FolioLLM is a project for Stanford University's CS224n course, aimed at developing a domain-specific large language model (LLM) to assist investors and financial professionals in constructing optimal portfolios of ETFs. Leveraging advancements in LLM technology, FolioLLM is designed to interpret user preferences and market conditions, providing personalized and actionable investment advice.
- Primary Goal: Investigate the capability of a fine-tuned LLM to effectively understand user preferences and market conditions to offer personalized ETF portfolio suggestions.
- Secondary Goals:
- Evaluate FolioLLM's performance across various metrics including financial knowledge, portfolio optimization, and personalized recommendations.
- Compare the efficacy of FolioLLM with existing baselines, such as traditional portfolio optimization methods and other financial LLMs like FinGPT.
- Data Sources: Utilizes a blend of macroeconomic data, descriptive data of investment funds and ETFs, and securities information from financial databases like Bloomberg.
- Approach:
- Pre-training: Begins with a pre-trained model, enhancing its financial understanding through domain-specific data and texts.
- Fine-tuning: Adapts the model specifically for ETF and portfolio management using curated datasets.
- Retrieval-Augmented Generation: Enhances the model's ability to provide relevant responses based on user queries.
- Portfolio Optimization: Integrates both traditional and modern optimization techniques to formulate optimal ETF allocations.
- Financial Metrics: Uses Sharpe Ratio and Information Ratio to assess the risk-adjusted performance and benchmark comparisons.
- NLP Metrics: Evaluates the coherence and relevance of the model's responses to ensure quality and accuracy.
- Bias and Fairness: Ensures a balanced training dataset to minimize biases in recommendations.
- Transparency and Explainability: Aims to enhance model transparency by implementing methods that clarify the decision-making process, supported by visualizations and detailed explanations.
The project also explores innovative approaches like Low-Rank Adaptation (LoRA) and Kolmogorov-Arnold Network (KAN) techniques to further enhance the model's performance. The integration of these methods aims to improve the model's understanding of complex interactions in ETF data and deliver more accurate and relevant financial advice.

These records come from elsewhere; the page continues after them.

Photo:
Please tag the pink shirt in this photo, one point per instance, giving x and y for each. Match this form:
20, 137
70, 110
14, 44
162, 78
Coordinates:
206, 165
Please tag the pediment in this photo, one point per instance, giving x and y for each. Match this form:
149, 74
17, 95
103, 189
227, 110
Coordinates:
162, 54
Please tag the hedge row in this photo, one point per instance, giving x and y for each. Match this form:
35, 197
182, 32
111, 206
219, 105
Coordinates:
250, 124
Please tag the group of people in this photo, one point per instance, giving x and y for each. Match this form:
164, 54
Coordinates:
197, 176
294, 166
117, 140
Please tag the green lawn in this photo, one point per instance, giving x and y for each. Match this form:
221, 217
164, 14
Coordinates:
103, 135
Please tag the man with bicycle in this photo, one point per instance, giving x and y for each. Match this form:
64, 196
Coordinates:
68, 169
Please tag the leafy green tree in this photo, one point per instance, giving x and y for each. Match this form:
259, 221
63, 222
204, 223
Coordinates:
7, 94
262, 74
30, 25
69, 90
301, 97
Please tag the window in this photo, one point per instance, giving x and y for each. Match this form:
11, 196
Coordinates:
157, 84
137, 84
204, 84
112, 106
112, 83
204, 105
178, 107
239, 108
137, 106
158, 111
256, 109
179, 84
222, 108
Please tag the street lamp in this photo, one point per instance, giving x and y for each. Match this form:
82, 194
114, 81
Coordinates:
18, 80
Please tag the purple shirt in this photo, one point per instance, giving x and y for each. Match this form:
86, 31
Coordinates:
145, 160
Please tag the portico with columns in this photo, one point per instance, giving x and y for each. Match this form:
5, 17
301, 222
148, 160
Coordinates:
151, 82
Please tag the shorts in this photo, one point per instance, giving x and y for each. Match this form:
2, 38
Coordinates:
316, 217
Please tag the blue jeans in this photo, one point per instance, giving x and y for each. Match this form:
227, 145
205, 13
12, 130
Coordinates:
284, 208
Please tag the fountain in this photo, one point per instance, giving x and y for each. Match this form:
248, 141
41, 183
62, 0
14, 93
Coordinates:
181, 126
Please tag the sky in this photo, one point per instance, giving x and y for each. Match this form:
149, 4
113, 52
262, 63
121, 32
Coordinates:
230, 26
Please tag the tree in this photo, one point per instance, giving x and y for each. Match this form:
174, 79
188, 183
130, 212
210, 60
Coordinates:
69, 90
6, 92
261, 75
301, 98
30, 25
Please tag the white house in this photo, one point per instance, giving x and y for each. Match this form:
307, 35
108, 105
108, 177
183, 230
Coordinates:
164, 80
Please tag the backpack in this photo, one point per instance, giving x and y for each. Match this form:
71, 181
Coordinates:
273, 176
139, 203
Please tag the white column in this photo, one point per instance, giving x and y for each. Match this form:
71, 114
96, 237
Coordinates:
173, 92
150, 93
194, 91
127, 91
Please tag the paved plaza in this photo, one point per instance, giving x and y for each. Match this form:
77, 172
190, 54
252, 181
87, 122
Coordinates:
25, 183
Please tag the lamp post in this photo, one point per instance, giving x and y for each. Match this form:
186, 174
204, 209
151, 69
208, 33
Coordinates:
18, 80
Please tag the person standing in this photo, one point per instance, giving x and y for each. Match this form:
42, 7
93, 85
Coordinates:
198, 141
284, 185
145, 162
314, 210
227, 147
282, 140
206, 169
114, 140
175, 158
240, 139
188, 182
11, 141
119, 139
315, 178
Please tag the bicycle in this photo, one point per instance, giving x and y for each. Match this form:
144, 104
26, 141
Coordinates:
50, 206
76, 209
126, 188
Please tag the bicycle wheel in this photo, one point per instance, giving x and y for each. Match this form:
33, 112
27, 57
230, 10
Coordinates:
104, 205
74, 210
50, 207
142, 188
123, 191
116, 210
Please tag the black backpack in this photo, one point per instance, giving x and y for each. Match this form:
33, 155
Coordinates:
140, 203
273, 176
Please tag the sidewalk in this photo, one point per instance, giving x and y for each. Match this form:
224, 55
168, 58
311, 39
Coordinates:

- Final Report: This document provides a comprehensive overview of the FolioLLM project, including the methodology, experiments, results, and analysis.
- Project Poster: A visual summary of the project, highlighting key objectives, methods, and findings.
These documents offer detailed insights into the development and evaluation of FolioLLM, showcasing its potential in the financial domain.